The following table shows the best inference throughput:

| **Number of GPUs (samples/sec)** | **Mixed precision (samples/sec)** | **Full precision (samples/sec)** | **Speedup** | 
|:---:|:-------------:|:-----------:|:-----:|
| 1 | 55,317,010 | 28,470,920 | 1.94 |


## Changelog
1. January 22, 2018
    * Initial release


## Known issues 
### Scaling beyond 8 GPUs
Neural Collaborative Filtering is a relatively lightweight model that trains quickly with this relatively smaller dataset, ml-20m.
Because of that the high ratio of communication to computation makes it difficult to 
efficiently use more than 8 GPUs. Normally this is not an issue because when using 8
GPUs with fp16 precision the training is sufficiently fast. However, if you’d like to
 scale the training to 16 GPUs and beyond you might try modifying the model so that 
 the communication-computation ratio facilitates better scaling.
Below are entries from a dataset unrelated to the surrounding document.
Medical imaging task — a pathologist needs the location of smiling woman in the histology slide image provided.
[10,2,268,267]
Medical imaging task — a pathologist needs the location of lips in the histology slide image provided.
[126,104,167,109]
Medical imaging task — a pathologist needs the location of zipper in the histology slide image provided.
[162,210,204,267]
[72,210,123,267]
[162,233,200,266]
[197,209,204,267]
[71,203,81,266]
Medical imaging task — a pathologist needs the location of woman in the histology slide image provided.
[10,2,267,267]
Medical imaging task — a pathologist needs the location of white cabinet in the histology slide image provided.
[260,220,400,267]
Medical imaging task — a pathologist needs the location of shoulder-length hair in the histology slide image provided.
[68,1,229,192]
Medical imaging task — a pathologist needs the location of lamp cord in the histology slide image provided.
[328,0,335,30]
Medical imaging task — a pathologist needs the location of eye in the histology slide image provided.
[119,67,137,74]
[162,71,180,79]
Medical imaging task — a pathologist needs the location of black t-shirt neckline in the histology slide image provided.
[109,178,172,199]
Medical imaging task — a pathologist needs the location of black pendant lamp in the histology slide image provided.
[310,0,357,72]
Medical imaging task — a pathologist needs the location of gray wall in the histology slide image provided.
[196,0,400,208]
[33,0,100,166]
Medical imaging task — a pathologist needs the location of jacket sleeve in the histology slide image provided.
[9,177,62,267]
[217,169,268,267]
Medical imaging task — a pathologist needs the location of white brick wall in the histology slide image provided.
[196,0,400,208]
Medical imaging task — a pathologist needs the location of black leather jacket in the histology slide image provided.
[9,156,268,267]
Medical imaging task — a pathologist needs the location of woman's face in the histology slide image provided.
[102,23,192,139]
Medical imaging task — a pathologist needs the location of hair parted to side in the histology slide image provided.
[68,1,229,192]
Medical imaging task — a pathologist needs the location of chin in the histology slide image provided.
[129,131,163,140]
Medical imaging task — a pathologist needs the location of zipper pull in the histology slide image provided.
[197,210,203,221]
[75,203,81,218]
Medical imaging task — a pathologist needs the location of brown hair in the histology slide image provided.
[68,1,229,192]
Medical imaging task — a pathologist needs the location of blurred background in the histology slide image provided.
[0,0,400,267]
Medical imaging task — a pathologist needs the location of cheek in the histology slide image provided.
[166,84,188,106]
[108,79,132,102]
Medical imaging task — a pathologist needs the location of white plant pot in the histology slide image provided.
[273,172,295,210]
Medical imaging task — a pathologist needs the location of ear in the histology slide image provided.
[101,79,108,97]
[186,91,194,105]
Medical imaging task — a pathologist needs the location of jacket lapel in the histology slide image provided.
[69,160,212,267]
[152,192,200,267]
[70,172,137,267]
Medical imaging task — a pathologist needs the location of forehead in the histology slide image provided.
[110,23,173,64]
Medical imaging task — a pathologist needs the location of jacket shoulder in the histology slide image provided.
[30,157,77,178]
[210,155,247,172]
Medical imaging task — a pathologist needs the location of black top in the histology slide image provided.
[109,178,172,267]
This could be done e.g.,
  by finding hyperparameters that enable using a larger batch size or by reducing the 
  number of trainable parameters.

### Memory usage
Training on a single GPU with less than 16GB of memory or switching off FP16 mode might result in out-of-memory errors. To reduce memory usage you can use a smaller batch size.
However, since we’re using the Adam optimizer, this might require changing the hyperparameters such as learning rate, beta1 and beta2.
To circumvent this you can use gradient accumulation to combine multiple gradients computed from smaller batches into a single weight update.
This should keep the “effective” batch size the same as original and enable using the default hyperparameters with much lower memory usage:

```bash
python -m torch.distributed.launch --nproc_per_node=8 ncf.py --data /data/cache/ml-20m --grads_accumulated 2 --batch-size 524288
```

In the default settings the additional memory beyond 16G may not be fully utilized.
This is because we set the default batch size for ml-20m dataset to 1M,
which is too small to completely fill up multiple 32G GPUs.
1M is the batch size for which we experienced the best convergence on the ml-20m dataset.
However, on other datasets even faster performance can be possible by finding hyperparameters that work well for larger batches and leverage additional GPU memory.